La construction de logements neufs a accentué son recul au cours des trois derniers mois en France en raison de la conjoncture économique dégradée et de dispositifs moins incitatifs, ne laissant guère espérer d'éclaircie avant 2014.
"Tous les éléments de la construction sont dégradés et attestent d'un mauvais début d'année", explique Michel Mouillart, professeur d'économie à l'Université Paris-Ouest.
"On observe une accélération de la décroissance. Les trois derniers mois sont épouvantables et viennent amplifier le mouvement de recul qui s'observe depuis un an déjà", poursuit cet expert du secteur immobilier.
Au cours des trois mois allant de décembre 2012 à février 2013, les mises en chantier de logements neufs ont reculé de 22% par rapport à la même période un an plus tôt, à 77.113 unités, selon les statistiques du ministère du Logement publiées mardi.
Le recul s'accentue puisque sur douze mois, soit de mars 2012 à février 2013, les mises en chantier de logements neufs sont en retrait de 19,6% à 295.345 unités, par rapport à la même période un an auparavant.
"Les fondamentaux qui expliquent ce recul sont de deux ordres", explique Michel Mouillart: "la demande est paralysée en raison de la montée du chômage, de la perte du pouvoir d'achat et des risques de récession qui pèsent sur le moral des ménages. Or, dans ces conditions, ces derniers s'engagent peu sur des projets à long terme comme l'immobilier".
"Deuxièmement, les soutiens publics à une partie du secteur de la construction font défaut ou ont été sérieusement révisés", poursuit-il, comme le recalibrage du PTZ+ (prêt à taux zéro) et le dispositif Duflot pour l'investissement locatif, qui remplace le dispositif Scellier mais "peine à répondre aux besoins des constructeurs".
Trou noir pour les maisons individuelles
La situation est particulièrement critique pour les maisons individuelles, dont les mises en chantier chutent fortement (-24,8%) au cours des trois derniers mois (décembre 2012-février 2013) par rapport à la même période l'an dernier, à seulement 24.590 unités.

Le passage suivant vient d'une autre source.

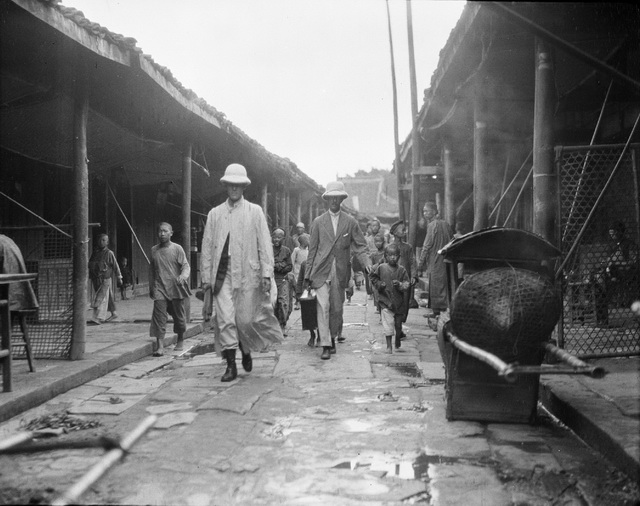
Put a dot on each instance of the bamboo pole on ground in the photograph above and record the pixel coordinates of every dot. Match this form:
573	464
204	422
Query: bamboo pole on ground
72	495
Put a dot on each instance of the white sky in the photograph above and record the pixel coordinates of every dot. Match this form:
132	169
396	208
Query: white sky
310	80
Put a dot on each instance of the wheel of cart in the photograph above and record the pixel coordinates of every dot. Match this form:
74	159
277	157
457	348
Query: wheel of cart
503	307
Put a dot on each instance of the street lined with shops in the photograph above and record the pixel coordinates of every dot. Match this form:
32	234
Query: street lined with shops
364	427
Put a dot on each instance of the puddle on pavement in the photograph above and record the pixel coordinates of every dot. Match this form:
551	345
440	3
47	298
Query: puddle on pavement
410	370
405	469
201	349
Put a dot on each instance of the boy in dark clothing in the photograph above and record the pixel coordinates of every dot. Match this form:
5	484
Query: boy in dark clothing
391	281
299	289
376	258
128	278
281	267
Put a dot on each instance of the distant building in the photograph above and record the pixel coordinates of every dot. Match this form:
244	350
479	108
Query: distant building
373	195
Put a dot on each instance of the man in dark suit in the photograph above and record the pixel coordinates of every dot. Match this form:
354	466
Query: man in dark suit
334	237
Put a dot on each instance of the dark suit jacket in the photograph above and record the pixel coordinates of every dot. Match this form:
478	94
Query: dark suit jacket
324	246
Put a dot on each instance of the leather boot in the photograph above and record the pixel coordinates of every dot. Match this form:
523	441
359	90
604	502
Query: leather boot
247	361
232	372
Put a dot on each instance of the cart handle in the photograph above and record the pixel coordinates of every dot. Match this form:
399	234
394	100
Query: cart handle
502	367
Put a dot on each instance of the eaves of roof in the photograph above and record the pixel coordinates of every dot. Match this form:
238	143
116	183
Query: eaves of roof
124	50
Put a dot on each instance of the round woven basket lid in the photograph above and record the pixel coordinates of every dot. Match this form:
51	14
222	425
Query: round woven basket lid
506	311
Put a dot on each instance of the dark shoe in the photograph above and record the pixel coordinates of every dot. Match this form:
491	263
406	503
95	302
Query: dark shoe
232	372
247	361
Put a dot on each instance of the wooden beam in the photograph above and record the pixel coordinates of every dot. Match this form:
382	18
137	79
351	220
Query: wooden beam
80	215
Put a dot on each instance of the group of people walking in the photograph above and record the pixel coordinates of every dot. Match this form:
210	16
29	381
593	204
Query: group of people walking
255	276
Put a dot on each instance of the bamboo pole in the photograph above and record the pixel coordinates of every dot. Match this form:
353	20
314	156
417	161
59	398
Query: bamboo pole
573	361
598	200
130	227
544	174
562	44
480	163
585	163
415	136
504	193
396	141
72	495
490	359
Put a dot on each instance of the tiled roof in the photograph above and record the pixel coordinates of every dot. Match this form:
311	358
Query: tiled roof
130	44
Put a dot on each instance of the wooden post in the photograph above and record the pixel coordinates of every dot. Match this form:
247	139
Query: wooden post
264	200
449	212
186	215
544	175
287	210
396	141
80	216
480	168
282	208
415	136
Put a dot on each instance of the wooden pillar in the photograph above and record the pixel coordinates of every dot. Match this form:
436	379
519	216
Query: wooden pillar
282	208
112	212
415	136
480	166
186	199
544	174
186	215
449	211
264	199
287	210
80	216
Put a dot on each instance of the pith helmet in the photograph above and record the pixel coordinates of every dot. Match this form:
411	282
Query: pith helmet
335	189
235	174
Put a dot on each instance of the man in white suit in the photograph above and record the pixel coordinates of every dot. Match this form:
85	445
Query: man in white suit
334	237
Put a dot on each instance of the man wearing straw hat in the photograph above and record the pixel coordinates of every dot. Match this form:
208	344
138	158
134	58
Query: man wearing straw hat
237	264
334	237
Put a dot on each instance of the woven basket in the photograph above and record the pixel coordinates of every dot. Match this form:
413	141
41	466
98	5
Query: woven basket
507	312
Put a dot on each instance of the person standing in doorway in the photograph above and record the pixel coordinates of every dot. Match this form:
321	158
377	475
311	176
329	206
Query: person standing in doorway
237	263
282	266
334	237
102	266
169	273
406	259
438	235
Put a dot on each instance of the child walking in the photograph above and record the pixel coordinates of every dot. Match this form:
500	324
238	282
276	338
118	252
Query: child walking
376	258
282	266
391	281
312	328
299	255
102	266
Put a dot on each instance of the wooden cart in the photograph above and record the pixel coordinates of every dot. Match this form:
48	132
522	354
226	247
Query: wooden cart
480	385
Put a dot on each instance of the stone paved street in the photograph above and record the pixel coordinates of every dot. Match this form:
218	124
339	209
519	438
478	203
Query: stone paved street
362	428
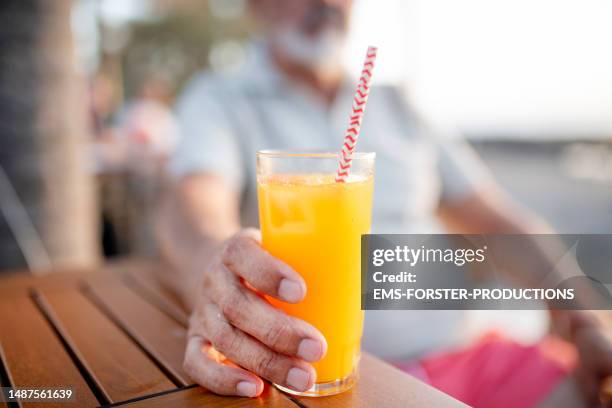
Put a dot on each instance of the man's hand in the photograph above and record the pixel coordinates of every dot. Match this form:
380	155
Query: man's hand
591	333
231	315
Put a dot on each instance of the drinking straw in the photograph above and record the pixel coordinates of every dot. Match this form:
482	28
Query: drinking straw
358	108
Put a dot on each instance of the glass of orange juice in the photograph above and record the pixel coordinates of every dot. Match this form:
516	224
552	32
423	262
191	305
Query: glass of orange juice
315	224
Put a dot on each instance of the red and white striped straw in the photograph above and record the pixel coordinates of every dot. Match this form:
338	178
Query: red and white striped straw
358	108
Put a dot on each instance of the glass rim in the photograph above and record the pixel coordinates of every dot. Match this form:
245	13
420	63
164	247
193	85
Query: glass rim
311	154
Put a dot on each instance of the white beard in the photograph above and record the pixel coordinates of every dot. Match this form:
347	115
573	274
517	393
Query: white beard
323	51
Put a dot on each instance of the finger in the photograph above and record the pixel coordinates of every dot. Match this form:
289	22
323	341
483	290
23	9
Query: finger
244	256
218	378
249	353
277	330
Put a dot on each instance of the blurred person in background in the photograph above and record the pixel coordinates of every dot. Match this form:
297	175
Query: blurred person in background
148	133
294	94
130	152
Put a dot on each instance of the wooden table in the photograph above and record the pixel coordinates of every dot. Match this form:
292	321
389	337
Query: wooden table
117	338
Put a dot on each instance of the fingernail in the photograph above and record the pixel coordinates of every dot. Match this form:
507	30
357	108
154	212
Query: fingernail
290	291
246	389
298	379
310	350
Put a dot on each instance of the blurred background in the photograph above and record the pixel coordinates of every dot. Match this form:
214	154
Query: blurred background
87	90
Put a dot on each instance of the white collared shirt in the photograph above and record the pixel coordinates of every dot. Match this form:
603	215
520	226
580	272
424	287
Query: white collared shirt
225	118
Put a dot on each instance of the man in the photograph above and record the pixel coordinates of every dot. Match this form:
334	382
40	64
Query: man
293	94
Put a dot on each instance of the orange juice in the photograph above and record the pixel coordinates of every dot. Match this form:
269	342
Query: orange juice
315	224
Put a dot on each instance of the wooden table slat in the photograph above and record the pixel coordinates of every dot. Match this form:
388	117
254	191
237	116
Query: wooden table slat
162	336
123	315
198	397
146	283
121	369
35	357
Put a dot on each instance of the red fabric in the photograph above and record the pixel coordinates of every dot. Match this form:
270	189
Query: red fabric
496	372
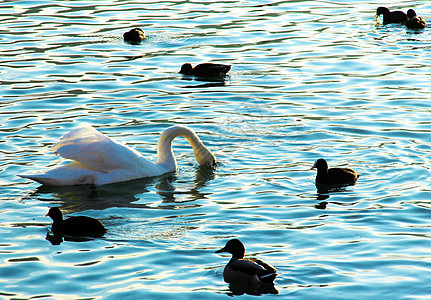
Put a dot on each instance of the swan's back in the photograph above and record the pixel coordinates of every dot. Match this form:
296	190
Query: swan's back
98	152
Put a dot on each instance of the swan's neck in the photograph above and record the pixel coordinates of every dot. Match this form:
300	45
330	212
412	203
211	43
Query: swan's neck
165	155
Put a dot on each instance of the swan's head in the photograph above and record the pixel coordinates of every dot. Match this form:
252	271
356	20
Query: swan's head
205	157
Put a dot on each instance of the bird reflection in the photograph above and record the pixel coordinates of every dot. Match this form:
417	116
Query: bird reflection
57	238
208	81
125	194
256	289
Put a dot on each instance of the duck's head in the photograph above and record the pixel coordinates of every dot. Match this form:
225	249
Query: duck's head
134	36
186	69
382	11
234	247
411	13
55	214
320	164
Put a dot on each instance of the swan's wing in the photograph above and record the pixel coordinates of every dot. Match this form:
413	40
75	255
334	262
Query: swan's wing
95	150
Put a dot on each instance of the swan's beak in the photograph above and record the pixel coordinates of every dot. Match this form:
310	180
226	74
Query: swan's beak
205	157
221	250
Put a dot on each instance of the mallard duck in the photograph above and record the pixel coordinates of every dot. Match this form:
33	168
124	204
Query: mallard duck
414	21
391	17
97	159
77	226
333	176
205	70
240	269
134	36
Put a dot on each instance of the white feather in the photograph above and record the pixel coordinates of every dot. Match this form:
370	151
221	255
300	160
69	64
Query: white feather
97	159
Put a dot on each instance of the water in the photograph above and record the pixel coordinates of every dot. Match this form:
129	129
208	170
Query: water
310	79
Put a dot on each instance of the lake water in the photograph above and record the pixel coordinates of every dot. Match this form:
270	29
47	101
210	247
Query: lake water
309	79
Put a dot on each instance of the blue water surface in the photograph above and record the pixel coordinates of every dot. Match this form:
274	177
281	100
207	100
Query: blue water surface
309	79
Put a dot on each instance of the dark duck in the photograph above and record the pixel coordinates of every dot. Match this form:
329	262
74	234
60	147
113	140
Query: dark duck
333	176
75	226
391	17
205	70
247	270
134	36
414	21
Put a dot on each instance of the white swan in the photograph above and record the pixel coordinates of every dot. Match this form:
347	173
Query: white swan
99	160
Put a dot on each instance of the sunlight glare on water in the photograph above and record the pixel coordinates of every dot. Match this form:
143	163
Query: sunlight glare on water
309	79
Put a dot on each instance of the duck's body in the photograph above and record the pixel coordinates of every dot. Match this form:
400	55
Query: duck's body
333	176
97	159
134	36
77	226
240	269
414	21
205	70
391	17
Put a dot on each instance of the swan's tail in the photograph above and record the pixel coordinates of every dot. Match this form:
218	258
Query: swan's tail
41	178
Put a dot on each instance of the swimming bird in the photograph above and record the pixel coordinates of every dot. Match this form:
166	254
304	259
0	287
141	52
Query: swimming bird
391	17
414	21
134	36
78	226
240	269
333	176
97	159
205	70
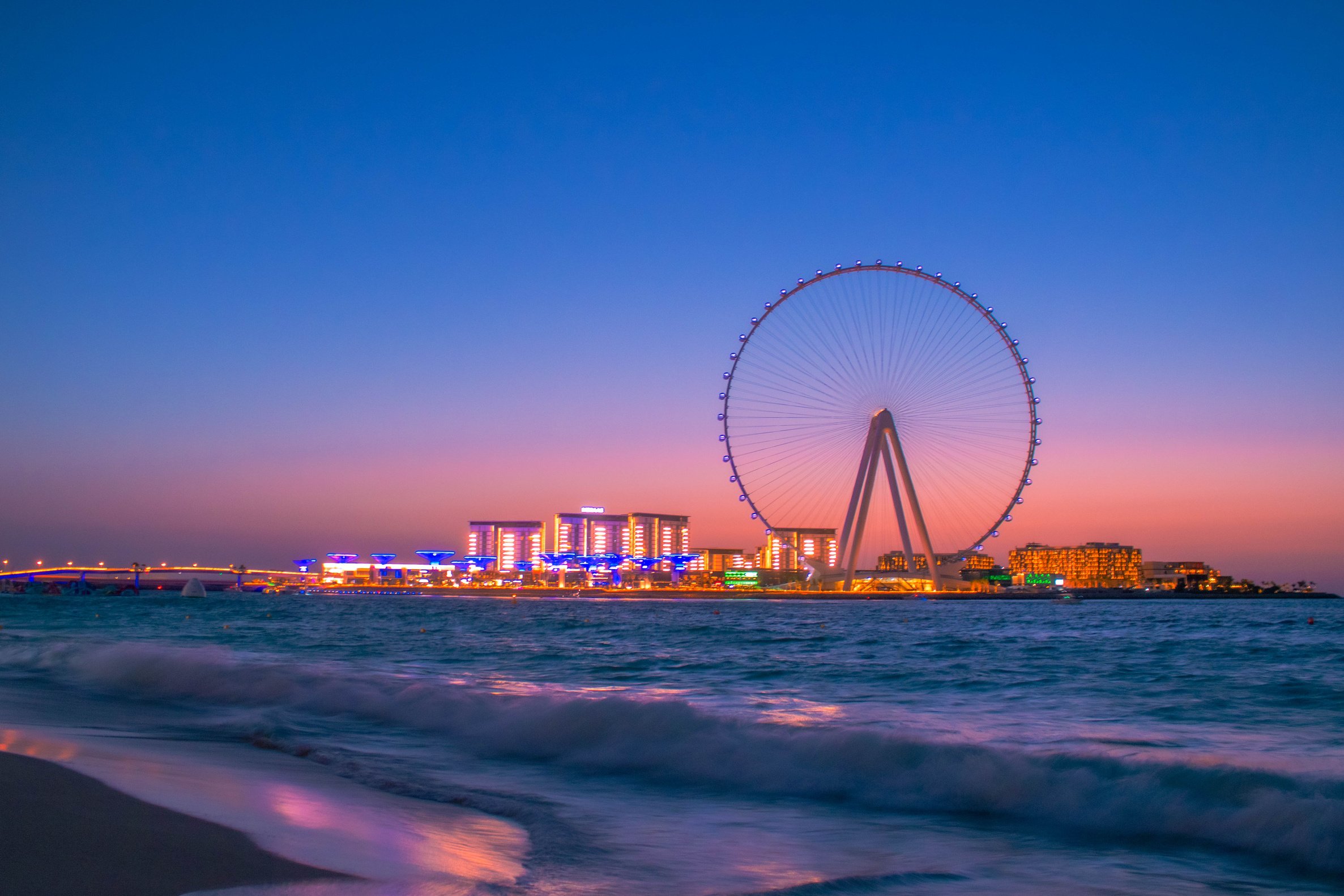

"Le début d'année confirme le recul de l'activité de la construction, mais avec une nouveauté qui est la grosse panne dans le secteur de la maison individuelle", pointe ainsi Michel Mouillart. Cela s'explique selon lui par "le passage à la RT 2012, les nouvelles normes d'isolation de constructions imposées depuis le début année, et le nouveau durcissement du prêt à taux zéro".
"Depuis le début de l'année, l'accession à la propriété privée est en train de plonger. 2012 n'avait pas été bon, 2013 s'annonce encore plus mauvais", résume-t-il.
Déjà en fort recul, le secteur de la construction ne devrait pas connaître d'amélioration significative au cours des mois qui viennent puisque les nouveaux permis de construire pour des logements neufs, qui représentent les mises en chantier de demain, voient eux aussi leur baisse s'accélérer. Ils chutent ainsi de 13% au cours des trois derniers mois (décembre 2012-février 2013), à 101.835 unités, contre une baisse de 7,4% à 430.364 unités sur les douze derniers mois.
"Ces mouvements lourds montrent une décrue de la construction qui va probablement se poursuivre sur l'année 2013 et sur le début 2014", prédit Michel Mouillart, pour qui il ne faut pas s'attendre à un rétablissement du secteur avant 2014.
"Les statistiques des deux premiers mois de l'année confirment qu'en 2013, on va être en dessous des 280.000 logements commencés en 2013 en construction neuve, contre 304.200 en 2012", poursuit-il en rappelant qu'"il faut remonter à 1998 avec 273.700 unités pour trouver une année aussi mauvaise.